The spherical washer 40 and dome mine roof plate 44 having been installed on the improved mine roof bolt 10, the user then inserts a resin cartridge 50 into the bore hole 38, followed by the improved mine roof bolt of the present invention. The user then forces the bolt 10 upwardly into the bore hole 38 under the force of the bolter boom (not shown), while simultaneously rotating the bolt to rupture the resin cartridge 50 and thoroughly mix and distribute the resin adhesive material contained therein. Continued rotation of the mine roof bolt 10 after the dome mine roof plate 44 has been urged up against the mine tunnel ceiling 48, further mixes and distributes the resin adhesive material within the annulus between the steel cable and the mine roof bore hole 38, and causes the resin adhesive material to be forced into the cracks and crevices within the rock formation, and also into the crevices and spaces between the individual peripheral steel strands 14 of the steel cable. After the resin adhesive material is thoroughly mixed, the assembled bolt is held in place against the mine ceiling 48 as shown in FIG. 6, by the boom, for a period of time sufficient to permit the resin to cure.
FIG. 7 is a graph of tensile strength vs. elongation for a 9/16 inch diameter cable mine roof bolt of the present invention. When pulled in tension until fracture, the mine roof bolt begins to yield at approximately 57,000 pounds of force, and will withstand over 60,00 pounds of force before fracturing.
As the graph of FIG. 7 illustrates, in testing, the fracture of the seven-strand cable mine roof bolt actually occurs in a stepped progression, rather than all at once. Typically, one, two, or three individual cable strands will fail at approximately 60,000 pounds, the remaining four, five, or six strands remaining intact to continue to support the rock formation above the mine roof. These remaining four to six strands will continue to withstand from 25,000 to 35,000 pounds of force before the next set of one, two, or three strands fails in tension. The steel cable strands remaining intact after the second set of strands fails (from one to four) will continue to withstand approximately 15,000 pounds of force before ultimate total failure of the mine roof bolt.
By comparison, a convential 5/8 inch diameter smooth shank mine roof bolt will fail at under approximately 30,000 pounds of force, approximately one-half of the maximum force of approximately 60,000 pounds that a 9/16 inch diameter cable mine roof bolt will withstand before the initial partial failure.
It is important to note that when the 9/16 inch cable mine roof bolt "fails" at 60,000 pounds, its failure is only partial, in that four to six steel strands remain intact through the first "stepped failure". Therefore, the improved mine roof bolt of the present invention remains intact after initial "failure" to continue to support the rock formation to permit the rock formation to stabilize with the bolt intact and is still able to withstand approximately 30,000 pounds of force before a subsequent "failure" occurs.
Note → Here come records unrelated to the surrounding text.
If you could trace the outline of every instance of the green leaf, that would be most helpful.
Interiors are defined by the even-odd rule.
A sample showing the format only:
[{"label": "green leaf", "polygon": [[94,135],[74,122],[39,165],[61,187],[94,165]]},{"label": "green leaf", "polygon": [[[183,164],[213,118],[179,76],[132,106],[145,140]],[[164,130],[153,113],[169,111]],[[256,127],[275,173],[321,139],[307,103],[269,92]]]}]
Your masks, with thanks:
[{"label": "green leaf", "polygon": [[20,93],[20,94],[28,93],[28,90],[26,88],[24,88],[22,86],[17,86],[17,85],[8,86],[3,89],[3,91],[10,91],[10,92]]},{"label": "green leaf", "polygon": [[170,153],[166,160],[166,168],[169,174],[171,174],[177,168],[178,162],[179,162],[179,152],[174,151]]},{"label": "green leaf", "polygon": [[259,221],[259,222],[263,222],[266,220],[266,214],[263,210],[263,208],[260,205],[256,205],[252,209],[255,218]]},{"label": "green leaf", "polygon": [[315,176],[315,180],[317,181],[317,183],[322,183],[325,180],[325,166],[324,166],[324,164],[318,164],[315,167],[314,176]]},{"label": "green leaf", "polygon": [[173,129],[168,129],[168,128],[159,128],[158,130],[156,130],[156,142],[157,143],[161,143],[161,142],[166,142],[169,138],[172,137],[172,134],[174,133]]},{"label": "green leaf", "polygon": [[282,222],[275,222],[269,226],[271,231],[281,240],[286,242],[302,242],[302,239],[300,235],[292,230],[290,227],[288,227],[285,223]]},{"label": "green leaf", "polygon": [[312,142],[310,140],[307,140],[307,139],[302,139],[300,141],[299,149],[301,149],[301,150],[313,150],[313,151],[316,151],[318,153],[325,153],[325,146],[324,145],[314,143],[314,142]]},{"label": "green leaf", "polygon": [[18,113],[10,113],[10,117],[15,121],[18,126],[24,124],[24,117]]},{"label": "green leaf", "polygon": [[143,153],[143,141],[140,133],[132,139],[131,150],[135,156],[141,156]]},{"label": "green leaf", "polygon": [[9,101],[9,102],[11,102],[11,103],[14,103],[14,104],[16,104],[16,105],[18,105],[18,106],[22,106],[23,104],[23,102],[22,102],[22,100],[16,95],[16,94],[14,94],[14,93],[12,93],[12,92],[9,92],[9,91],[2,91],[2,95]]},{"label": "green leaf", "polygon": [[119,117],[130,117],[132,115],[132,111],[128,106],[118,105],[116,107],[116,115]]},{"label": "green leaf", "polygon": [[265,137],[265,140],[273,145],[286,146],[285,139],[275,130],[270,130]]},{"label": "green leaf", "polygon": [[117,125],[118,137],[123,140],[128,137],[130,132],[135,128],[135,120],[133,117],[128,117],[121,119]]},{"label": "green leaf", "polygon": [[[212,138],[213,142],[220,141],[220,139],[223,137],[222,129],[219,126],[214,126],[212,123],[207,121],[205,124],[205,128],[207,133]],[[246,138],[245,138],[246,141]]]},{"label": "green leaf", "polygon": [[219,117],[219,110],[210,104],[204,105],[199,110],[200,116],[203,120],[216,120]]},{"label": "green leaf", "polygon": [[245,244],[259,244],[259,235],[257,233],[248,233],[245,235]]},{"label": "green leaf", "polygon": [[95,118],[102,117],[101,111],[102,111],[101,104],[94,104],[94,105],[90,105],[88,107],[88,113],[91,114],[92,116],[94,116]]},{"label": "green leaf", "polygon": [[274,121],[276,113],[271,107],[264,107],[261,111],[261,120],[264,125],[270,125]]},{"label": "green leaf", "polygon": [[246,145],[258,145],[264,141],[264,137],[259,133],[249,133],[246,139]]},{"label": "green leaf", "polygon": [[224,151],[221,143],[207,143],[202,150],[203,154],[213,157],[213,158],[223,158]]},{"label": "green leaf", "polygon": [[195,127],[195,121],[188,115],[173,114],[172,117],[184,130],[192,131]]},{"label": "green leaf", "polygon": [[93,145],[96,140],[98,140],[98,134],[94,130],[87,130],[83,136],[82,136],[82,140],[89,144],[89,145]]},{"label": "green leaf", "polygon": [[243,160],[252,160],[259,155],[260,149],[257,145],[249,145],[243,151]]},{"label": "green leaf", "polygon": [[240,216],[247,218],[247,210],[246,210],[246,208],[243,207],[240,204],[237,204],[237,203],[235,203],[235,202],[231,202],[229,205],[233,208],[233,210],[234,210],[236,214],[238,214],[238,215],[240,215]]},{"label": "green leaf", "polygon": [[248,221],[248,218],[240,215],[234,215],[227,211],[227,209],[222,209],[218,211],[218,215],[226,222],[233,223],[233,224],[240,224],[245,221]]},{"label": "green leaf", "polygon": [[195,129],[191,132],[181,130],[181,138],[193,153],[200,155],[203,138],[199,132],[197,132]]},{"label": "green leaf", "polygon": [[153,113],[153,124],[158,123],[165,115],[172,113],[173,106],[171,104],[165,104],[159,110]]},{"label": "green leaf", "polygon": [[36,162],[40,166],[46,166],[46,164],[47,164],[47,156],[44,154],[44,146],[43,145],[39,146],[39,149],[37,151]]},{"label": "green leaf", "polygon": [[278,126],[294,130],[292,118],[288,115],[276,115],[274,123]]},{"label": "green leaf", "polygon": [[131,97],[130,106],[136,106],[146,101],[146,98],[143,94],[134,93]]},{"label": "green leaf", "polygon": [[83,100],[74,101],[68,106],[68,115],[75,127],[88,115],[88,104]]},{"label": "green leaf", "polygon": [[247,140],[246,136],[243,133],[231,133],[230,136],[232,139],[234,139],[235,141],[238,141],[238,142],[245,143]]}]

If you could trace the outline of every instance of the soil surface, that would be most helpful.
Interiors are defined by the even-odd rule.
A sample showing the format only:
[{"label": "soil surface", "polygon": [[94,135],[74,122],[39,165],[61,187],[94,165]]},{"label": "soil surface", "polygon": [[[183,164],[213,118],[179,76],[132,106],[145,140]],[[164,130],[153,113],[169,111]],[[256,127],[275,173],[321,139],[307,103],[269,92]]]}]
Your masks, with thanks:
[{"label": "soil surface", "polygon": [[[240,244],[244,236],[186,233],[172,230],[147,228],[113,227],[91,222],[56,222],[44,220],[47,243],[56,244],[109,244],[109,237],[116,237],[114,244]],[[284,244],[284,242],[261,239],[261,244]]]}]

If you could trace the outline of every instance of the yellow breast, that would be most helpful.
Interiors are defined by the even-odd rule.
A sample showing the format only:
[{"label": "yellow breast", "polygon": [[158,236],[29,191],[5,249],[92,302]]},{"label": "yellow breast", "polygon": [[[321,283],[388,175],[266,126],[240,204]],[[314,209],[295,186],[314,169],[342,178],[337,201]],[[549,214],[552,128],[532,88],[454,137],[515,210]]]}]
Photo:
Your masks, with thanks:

The inventor has also determined in testing, that the multi-strand cable defining the shank of the improved mine roof bolt of the present invention fractures adjacent the point of attachment to the two-piece tapered plug, leaving essentially the total length of the steel cable shank remaining in the mine roof bolt bore hole to continue to support the rock formation. This is to be contrasted with conventional mine roof bolts formed of shank sections collared together that generally fracture either at or adjacent a collar. In the event the collar has prevented complete resin return along the total length of the bolt section(s), that portion of the mine roof bolt below the fracture, if not resin bonded into the rock formation, is rendered totally ineffective as structural support, and possibly will even fall out of the bore hole.
It is this aspect of the improved mine roof bolt of the present invention that permits it to better withstand rock formation lateral movement, in that the cable mine roof bolt (1) will not fracture along the shank or coupler (there is no coupler), but will fracture adjacent the hexagonal head, and (2) will remain intact along essentially its total length of the shank within the bore hole, even following a partial "stepped fracture".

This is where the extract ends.